With this approach, the runtime stays much more exploratory:

the agent knows it can access commands
it discovers what exists when needed
then drills down only when necessary
and keeps descending toward more precise information before acting

So instead of dumping every skill and every MCP tool into context upfront, the agent explores capabilities progressively:

list what exists
inspect the relevant thing
then call it with the right shape

That keeps the prompt lighter, makes the execution model cleaner, and in practice seems to help even smaller models.

I also wanted to keep the whole thing very minimal:

no runtime dependencies
no giant abstraction layers
explicit execution loop
dynamic skills
protocols like MCP
workflow / sub-agent support
observability built in

There are a bunch of tested scenarios in the repo, including:

parallel and sequential workflows
failure recovery
deadlocks / invalid plans
multimodal OCR / image flows
MCP scenarios
mixed skill + protocol execution

What made it feel real to me is that I’ve already built a personal shell on top of it, and I’m now integrating the same approach into an existing commercial product where agents interact with the app at different levels.

So this isn’t really me trying to launch a shiny new AI framework.

It’s more me sharing an approach that feels simpler, lighter, and more robust than most of what I’ve tried in this space.
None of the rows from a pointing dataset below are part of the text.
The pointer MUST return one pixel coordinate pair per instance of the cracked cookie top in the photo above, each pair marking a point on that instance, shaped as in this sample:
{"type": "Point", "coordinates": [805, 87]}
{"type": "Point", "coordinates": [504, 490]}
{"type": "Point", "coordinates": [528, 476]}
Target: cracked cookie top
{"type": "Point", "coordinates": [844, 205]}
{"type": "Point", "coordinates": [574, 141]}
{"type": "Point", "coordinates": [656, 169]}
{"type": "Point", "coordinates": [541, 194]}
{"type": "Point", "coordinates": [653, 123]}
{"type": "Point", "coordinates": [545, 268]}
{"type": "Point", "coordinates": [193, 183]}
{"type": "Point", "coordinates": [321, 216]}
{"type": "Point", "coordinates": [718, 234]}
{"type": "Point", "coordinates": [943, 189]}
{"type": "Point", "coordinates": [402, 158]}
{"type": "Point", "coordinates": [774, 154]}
Repo if anyone wants to take a look: https://github.com/Eth3rnit3/kernai

Curious what people think, especially if you also feel that a lot of current agent stacks are getting too heavy.

[-]

croninsiglos@reddit

Looks like an agent harness but then made worse by not using provider pre-parsed tool calls which are already provided in the clean json response.

Why not use Pi?

No_Run8812@reddit

so you created a multi agent system?

-eth3rnit3-@reddit (OP)

Not exactly.

It can run workflows with sub-agents, so it supports multi-agent patterns, but that’s not really the main idea.

The main idea is more the runtime itself:

a minimal execution kernel based on a universal structured block protocol, with skills, protocols, multimodal support, and observability built around that.

So multi-agent is one capability, not the whole point.

autisticit@reddit

Would love to see a video of a real test. It looks great.

Thanks, and yes, I should probably record a short demo.

Another important part is that observability is native in the runtime, so I can inspect runs very easily, compare models side by side, and see exactly where they diverge.

That made it much easier to test real scenarios, not just toy demos.

The repo already has scenario scripts for things like MCP + local skills, workflows, OCR/image flows, failure recovery, etc, but I agree that a short video would make the whole thing much easier to grasp quickly.